A crise de liquidez que colocou a Ambipar à beira da recuperação judicial no segundo semestre de 2025 foi desencadeada por uma perigosa combinação de alta alavancagem em moeda estrangeira e o colapso de uma estratégia de proteção cambial. O problema central reside em sua estrutura de dívida, majoritariamente atrelada ao dólar, e nos mecanismos financeiros usados para tentar mitigar esse risco.

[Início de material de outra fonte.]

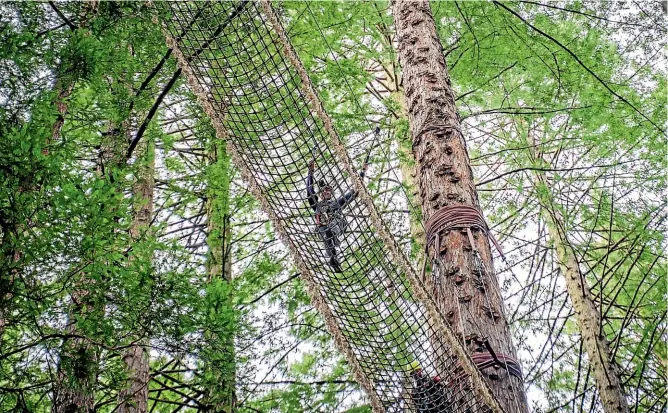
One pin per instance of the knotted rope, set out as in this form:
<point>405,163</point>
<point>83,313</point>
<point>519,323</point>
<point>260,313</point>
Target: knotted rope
<point>456,217</point>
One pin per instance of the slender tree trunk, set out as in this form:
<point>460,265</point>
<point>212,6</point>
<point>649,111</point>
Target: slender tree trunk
<point>594,342</point>
<point>463,283</point>
<point>134,398</point>
<point>11,257</point>
<point>221,394</point>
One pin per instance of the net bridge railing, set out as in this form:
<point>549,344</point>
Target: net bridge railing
<point>240,64</point>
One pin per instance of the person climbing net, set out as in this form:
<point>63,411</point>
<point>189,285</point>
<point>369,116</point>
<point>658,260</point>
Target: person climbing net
<point>330,221</point>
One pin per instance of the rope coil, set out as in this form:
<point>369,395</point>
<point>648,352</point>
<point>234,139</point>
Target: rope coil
<point>456,217</point>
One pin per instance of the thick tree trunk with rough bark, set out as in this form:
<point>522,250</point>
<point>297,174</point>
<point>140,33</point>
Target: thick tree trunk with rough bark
<point>594,342</point>
<point>463,282</point>
<point>134,398</point>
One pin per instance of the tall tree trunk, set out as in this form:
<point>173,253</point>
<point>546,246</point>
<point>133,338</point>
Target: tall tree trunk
<point>594,341</point>
<point>463,283</point>
<point>11,257</point>
<point>134,398</point>
<point>221,395</point>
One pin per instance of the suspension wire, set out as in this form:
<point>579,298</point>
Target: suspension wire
<point>413,209</point>
<point>261,102</point>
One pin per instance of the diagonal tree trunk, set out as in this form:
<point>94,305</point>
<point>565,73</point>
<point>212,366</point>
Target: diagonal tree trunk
<point>463,283</point>
<point>76,374</point>
<point>595,343</point>
<point>134,398</point>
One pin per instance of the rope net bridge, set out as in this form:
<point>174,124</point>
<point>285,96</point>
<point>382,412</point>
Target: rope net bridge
<point>241,66</point>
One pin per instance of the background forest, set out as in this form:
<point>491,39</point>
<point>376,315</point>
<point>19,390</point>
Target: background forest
<point>132,251</point>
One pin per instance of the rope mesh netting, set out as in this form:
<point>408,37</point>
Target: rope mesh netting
<point>240,64</point>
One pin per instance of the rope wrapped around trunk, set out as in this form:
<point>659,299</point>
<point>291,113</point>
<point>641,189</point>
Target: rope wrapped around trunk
<point>456,217</point>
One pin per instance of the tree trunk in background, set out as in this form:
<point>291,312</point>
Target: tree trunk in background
<point>134,398</point>
<point>220,394</point>
<point>407,167</point>
<point>594,342</point>
<point>12,256</point>
<point>471,300</point>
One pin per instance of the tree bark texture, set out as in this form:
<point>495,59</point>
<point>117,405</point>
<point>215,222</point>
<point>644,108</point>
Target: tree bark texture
<point>134,398</point>
<point>221,395</point>
<point>464,287</point>
<point>594,341</point>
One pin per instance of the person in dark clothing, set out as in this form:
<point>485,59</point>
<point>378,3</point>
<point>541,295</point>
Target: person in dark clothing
<point>428,393</point>
<point>329,218</point>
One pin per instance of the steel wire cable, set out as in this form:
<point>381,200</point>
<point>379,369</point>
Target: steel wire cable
<point>255,95</point>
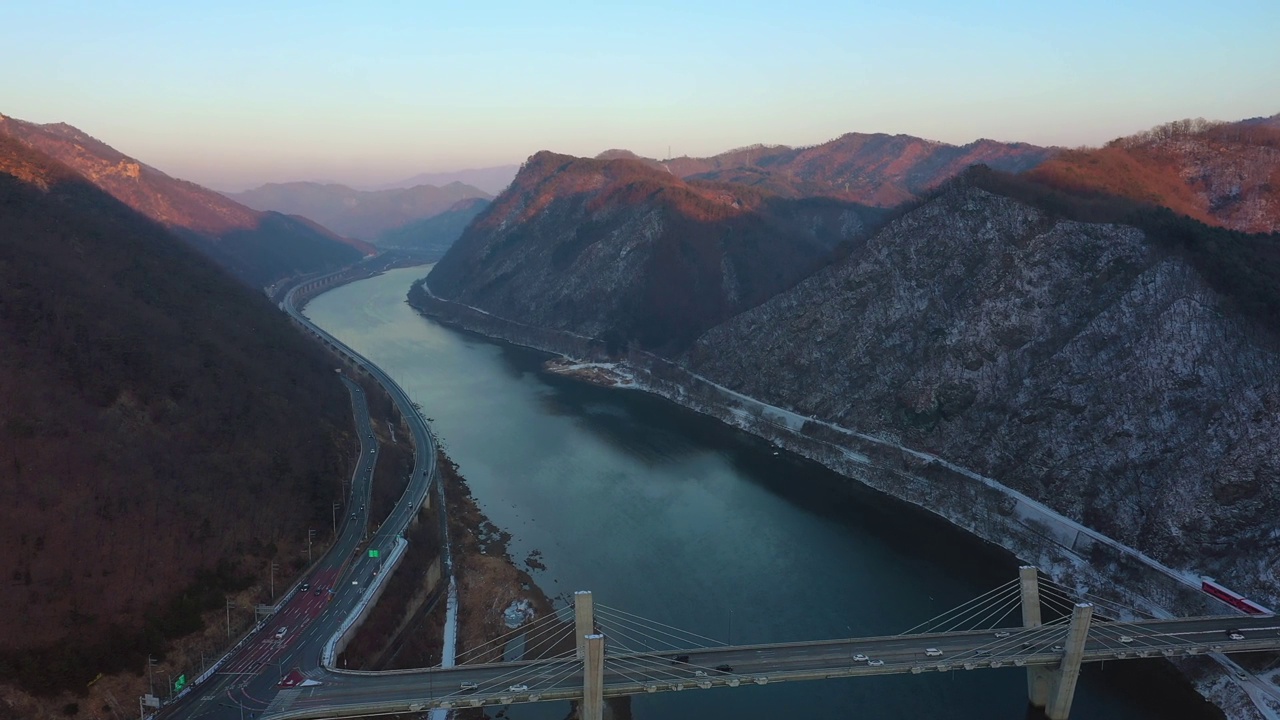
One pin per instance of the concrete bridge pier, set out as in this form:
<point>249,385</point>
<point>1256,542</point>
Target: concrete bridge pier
<point>584,620</point>
<point>1069,671</point>
<point>593,679</point>
<point>1038,679</point>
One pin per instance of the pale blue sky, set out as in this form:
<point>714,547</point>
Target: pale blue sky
<point>236,92</point>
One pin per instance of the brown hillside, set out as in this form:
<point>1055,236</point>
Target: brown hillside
<point>259,247</point>
<point>874,169</point>
<point>1220,173</point>
<point>161,424</point>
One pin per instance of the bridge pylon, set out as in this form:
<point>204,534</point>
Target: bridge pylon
<point>593,679</point>
<point>584,620</point>
<point>1038,679</point>
<point>1069,671</point>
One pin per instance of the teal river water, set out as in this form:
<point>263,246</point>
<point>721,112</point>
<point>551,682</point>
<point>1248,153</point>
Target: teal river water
<point>677,518</point>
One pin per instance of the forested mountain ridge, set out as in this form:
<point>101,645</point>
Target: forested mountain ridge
<point>259,247</point>
<point>869,168</point>
<point>355,213</point>
<point>1123,374</point>
<point>629,253</point>
<point>163,427</point>
<point>1220,173</point>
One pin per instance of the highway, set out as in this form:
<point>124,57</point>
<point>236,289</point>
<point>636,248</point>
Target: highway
<point>631,674</point>
<point>250,678</point>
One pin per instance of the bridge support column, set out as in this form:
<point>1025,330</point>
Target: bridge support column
<point>1037,678</point>
<point>1068,674</point>
<point>593,679</point>
<point>584,620</point>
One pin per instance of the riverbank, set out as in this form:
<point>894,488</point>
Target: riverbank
<point>1064,548</point>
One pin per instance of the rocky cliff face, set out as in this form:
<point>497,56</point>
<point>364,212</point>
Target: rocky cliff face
<point>625,251</point>
<point>1075,363</point>
<point>259,247</point>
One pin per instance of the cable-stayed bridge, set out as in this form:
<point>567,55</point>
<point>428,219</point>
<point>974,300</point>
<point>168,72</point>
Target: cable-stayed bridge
<point>600,651</point>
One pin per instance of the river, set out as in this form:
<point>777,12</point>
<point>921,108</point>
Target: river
<point>673,516</point>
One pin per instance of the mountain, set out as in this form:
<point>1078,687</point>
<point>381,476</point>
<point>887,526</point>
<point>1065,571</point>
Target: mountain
<point>489,180</point>
<point>1127,376</point>
<point>163,427</point>
<point>364,214</point>
<point>626,251</point>
<point>876,169</point>
<point>1220,173</point>
<point>435,235</point>
<point>259,247</point>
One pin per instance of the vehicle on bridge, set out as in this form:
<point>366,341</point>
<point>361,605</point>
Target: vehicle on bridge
<point>1232,597</point>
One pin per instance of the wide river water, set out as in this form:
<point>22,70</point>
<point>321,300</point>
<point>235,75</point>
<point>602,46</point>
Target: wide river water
<point>673,516</point>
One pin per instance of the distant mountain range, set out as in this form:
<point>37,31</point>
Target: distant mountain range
<point>1093,328</point>
<point>359,213</point>
<point>432,237</point>
<point>259,247</point>
<point>489,180</point>
<point>163,424</point>
<point>873,169</point>
<point>629,251</point>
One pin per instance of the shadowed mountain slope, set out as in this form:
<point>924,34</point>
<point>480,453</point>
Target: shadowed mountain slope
<point>625,251</point>
<point>161,425</point>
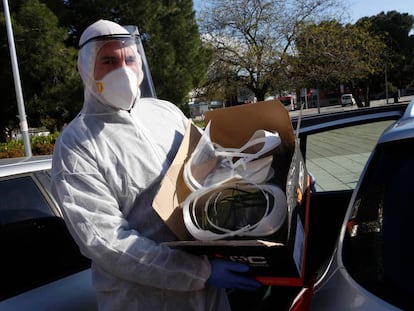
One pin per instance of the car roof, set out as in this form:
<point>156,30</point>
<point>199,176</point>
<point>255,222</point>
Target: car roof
<point>21,165</point>
<point>402,129</point>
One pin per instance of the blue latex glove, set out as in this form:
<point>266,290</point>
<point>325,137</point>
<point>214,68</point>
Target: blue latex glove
<point>228,274</point>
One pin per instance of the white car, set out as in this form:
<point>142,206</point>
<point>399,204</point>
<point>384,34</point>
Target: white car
<point>347,99</point>
<point>372,263</point>
<point>41,266</point>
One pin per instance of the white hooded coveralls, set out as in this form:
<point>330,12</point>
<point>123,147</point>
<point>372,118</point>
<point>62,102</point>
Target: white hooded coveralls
<point>107,167</point>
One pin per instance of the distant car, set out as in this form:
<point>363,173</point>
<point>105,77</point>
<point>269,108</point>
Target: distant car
<point>41,266</point>
<point>372,263</point>
<point>288,101</point>
<point>347,99</point>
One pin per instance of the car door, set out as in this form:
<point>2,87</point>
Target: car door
<point>336,147</point>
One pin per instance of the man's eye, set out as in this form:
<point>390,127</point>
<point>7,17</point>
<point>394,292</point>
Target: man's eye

A Estrutura de Dívida em Dólar e os Green Bonds
A Ambipar, que se notabilizou no mercado como uma empresa de soluções ambientais com forte apelo ESG (Ambiental, Social e Governança), realizou duas grandes emissões de títulos de dívida (“Green Bonds“) no mercado internacional:
- Fevereiro de 2024: Emissão de US$ 750 milhões, com vencimento em 6 de fevereiro de 2031.
- Fevereiro de 2025: Emissão de US$ 400 milhões, com vencimento em 5 de fevereiro de 2033.
Como a maior parte da receita do grupo é gerada em Reais (R$), essas emissões criaram uma enorme exposição ao risco cambial. Uma alta do Dólar eleva, automaticamente, o custo da dívida da Ambipar em seu balanço, quando convertida para a moeda nacional.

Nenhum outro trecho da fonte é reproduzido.